The bus then drove to the starting point of a scheduled bush walk in the rainforest.
Three clarifications are appropriate here.
First, the bus didn’t drive there. It wasn’t an autonomous vehicle. The driver, who was one of two guides on the tour for seven paying customers, drove the bus. (At least, I assume all of the customers paid. I know I did.) The bus itself had no choice in where it took us. You probably already assumed that. Aren’t you oh, so very clever?
Second, “rainforest” might be something of a misnomer this year. According to one of the guides, the North Island of New Zealand is experiencing its driest summer in 70 years. Some of the more fragile rainforest vegetation is drying out and dying.
Nevertheless, it is still a very beautiful, green forest. But it looked like an otherwise ordinary forest with some different trees than I’m used to. It didn’t look like what I had in mind as a rainforest.

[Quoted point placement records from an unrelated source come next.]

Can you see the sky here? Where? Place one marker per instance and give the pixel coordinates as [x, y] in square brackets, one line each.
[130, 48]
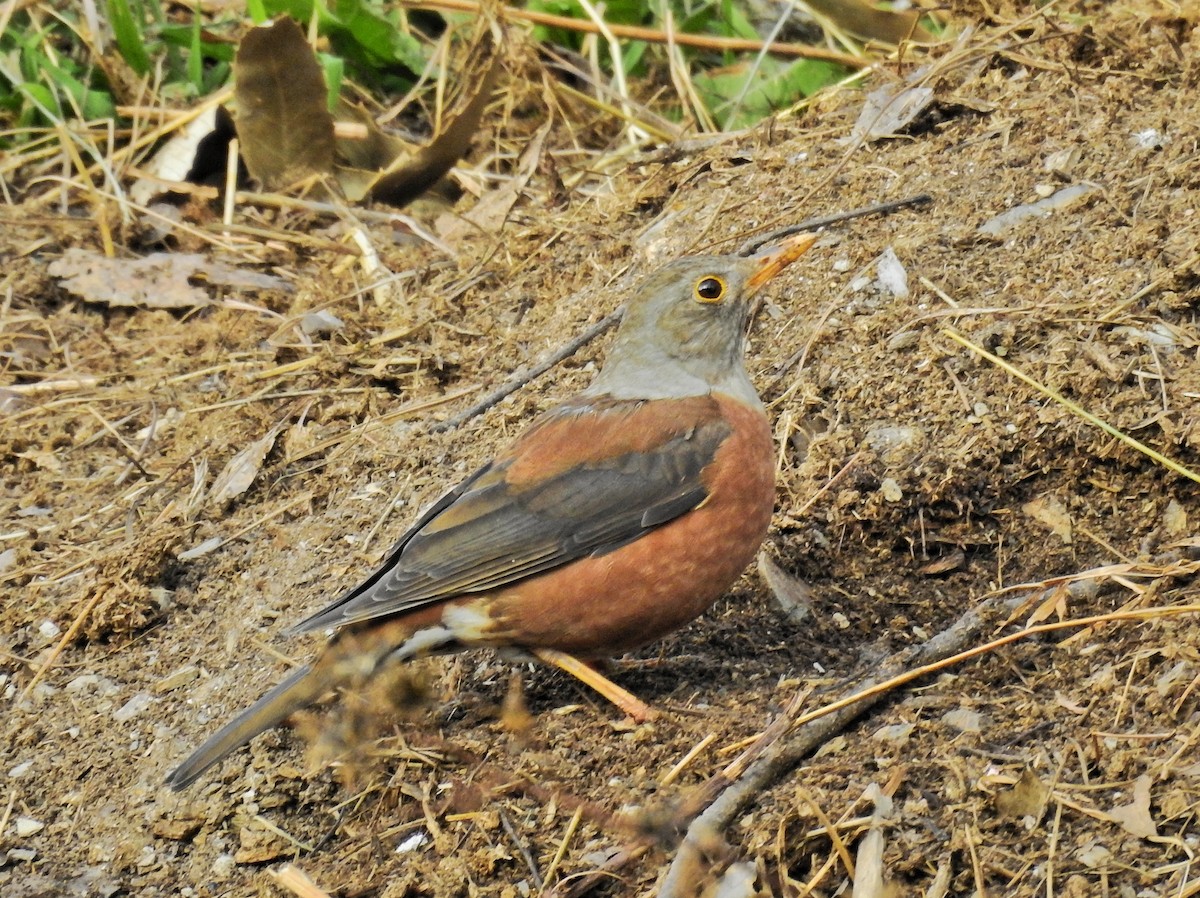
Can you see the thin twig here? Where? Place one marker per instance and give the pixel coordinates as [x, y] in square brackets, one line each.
[825, 221]
[522, 377]
[636, 33]
[951, 646]
[1074, 408]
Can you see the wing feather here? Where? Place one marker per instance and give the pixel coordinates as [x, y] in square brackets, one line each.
[613, 472]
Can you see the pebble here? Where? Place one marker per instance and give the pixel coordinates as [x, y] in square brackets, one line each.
[28, 826]
[133, 707]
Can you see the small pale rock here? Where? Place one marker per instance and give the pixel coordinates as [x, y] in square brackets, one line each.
[222, 867]
[84, 682]
[898, 734]
[964, 720]
[48, 629]
[321, 323]
[412, 843]
[892, 274]
[183, 676]
[1093, 855]
[1175, 519]
[904, 340]
[27, 826]
[133, 707]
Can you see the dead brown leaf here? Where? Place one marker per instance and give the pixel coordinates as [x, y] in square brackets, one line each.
[283, 123]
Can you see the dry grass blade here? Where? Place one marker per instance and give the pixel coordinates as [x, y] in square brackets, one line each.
[635, 33]
[1073, 407]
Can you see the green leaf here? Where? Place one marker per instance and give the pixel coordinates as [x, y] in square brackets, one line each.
[774, 85]
[257, 11]
[334, 69]
[87, 102]
[196, 54]
[130, 40]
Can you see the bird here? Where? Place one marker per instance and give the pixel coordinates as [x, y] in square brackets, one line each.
[616, 518]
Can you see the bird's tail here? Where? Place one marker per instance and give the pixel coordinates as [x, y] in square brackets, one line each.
[299, 690]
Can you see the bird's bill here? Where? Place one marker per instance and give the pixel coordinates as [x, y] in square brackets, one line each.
[778, 257]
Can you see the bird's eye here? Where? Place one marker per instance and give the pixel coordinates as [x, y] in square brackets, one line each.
[711, 288]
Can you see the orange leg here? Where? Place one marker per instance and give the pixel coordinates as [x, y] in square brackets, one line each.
[623, 699]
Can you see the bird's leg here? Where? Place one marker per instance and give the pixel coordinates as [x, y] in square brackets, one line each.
[623, 699]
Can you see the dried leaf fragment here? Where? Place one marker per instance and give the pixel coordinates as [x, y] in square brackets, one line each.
[1134, 816]
[1051, 513]
[241, 470]
[1027, 797]
[792, 594]
[283, 123]
[161, 280]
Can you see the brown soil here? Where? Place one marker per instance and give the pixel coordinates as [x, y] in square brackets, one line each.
[961, 480]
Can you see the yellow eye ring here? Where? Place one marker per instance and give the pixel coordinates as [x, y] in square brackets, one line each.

But that may just be because of the unusual dryness this year.
Third, I called it a “bush walk” because that’s what the company that runs the tour calls it. Maybe it’s just me, but “bush walk” conjures up slogging through deep, dark forests, slashing through dense underbrush and vines with a machete.
It wasn’t like that. The route did go through a reasonably dense forest, but the path varied between well-compacted earth on precisely defined tracks; new-looking, well-built boardwalks; and steps built of wooden risers and compacted-earth treads. It was a very civilized walk among nature.
Kitekite Falls
We climbed uphill for most of the outbound walk. The furthest point on the walk was a gorgeous view of Kitekite Falls.
The guides stopped at a couple of points along the way to tell us about the local flora.
We took the same route back to the bus. That was downhill because they would have had to change the dimensionality of the universe to make both the outbound and return trip uphill. I believe the company charges extra to change the dimensionality of the universe mid-tour. I wasn’t willing to bear that expense.
Piha Beach
After the bush walk, the bus—or, for all you sticklers out there, the driver—drove to Piha Beach. It wasn’t a problem at the time, but when typing this I fought with autocorrect to not call it Pinus Beach.
According to tour books and brochures, Piha Beach has black sand. In truth, it has black sand mixed fairly evenly with more traditional sand-coloured sand.
The black component of the sand is dust that originally came from a volcano 250 kilometres away. I kept reminding myself that it came from a volcano that erupted a long time ago, all the while waiting for the ground to erupt under my feet.
One thing that is unusual about the sand other than its dark colour is it has a high iron content. As a result, you can pick up some of the beach with a magnet, as one of the guides demonstrated.
A very large rock sits on the beach. It is shaped like a very much larger-than-life lion with its head facing the ocean and its tail back toward the land. Hence it is called Lion Rock.
That is to say, according to one of the guides, children usually immediately see it as shaped like a lion. Adults typically have to be told it is shaped like a lion. Only then can they see it, and not unsee it as such once they’ve been told. I can provide a single data point confirming that.
Last Post
Today is my last full day of this trip. If all goes according to plan, my flight to Vancouver to catch another flight back home to Toronto leaves Auckland early tomorrow afternoon. Thus, this will likely be my last post on this trip.
Then again, my recent history of flights back home from overseas trips doesn’t leave me optimistic for an on-time departure. Who knows? If my flight is significantly delayed and Air Canada notifies me of that before I head to the airport maybe I’ll publish a bonus post here, as I did in London and Madrid. We’ll see.